Governments, corporations and scientists look forward to the development of a working quantum computer for a range of purposes such as from cracking passwords to predicting weather events.

Building such a powerful computer, however, is currently hampered by a range of obstacles that scientists have yet to overcome.

One of these obstacles is the need to reduce the number of resources required to efficiently implement processing circuits. A new breakthrough with a new circuit though may bring quantum computing closer to reality.

Researchers from Australia have developed a computer chip that can overcome one of the main obstacles that hamper the development of quantum computers.

The quantum Fredkin gate, as it is called, used to be very complex to build but the researchers finally found a means to simply the process by making quantum logic gates, the building blocks of quantum computing, bigger.

Raj Patel, from Griffith's Centre for Quantum Dynamics explained that just like building a large wall with small bricks, large quantum circuits would need many logical gates for to work.

"If larger bricks are used, the same wall could be built with far fewer bricks," Patel said.

The researchers said that the method could hopefully make the creation of quantum computer more possible and unlock the potentials that come with advanced computers.

Patel said that they managed to build larger quantum circuits in a more direct manner sans the need for small logic gates.

Small and medium scale quantum computers cannot be produced at the moment because of the need to integrate many of these gates into the circuits. The Fredkin gate, for instance, where two quantum bits are swapped or changed depending on a third value, is only a part of a quantum computer circuit.
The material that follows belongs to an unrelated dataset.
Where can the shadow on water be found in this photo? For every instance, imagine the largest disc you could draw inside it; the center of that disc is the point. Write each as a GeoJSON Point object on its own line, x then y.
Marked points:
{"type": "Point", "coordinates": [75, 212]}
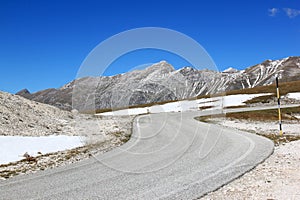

Building one Fredkin gate needs five logic operations. Once the necessary amount of Fredkin gates is added, the circuit will have far too many components for the circuit to be made.

Using particles of light, the researchers were able to construct Fredkin gates with simplified number of required logic operations.

"The technique we use allows one to add a control operation to a black-box unitary, something that is impossible in the standard circuit model," the researchers wrote in their study, which was published in Science Advances on March 25.

"Our experiment represents the first use of this technique to control a two-qubit operation and paves the way for larger controlled circuits to be realized efficiently."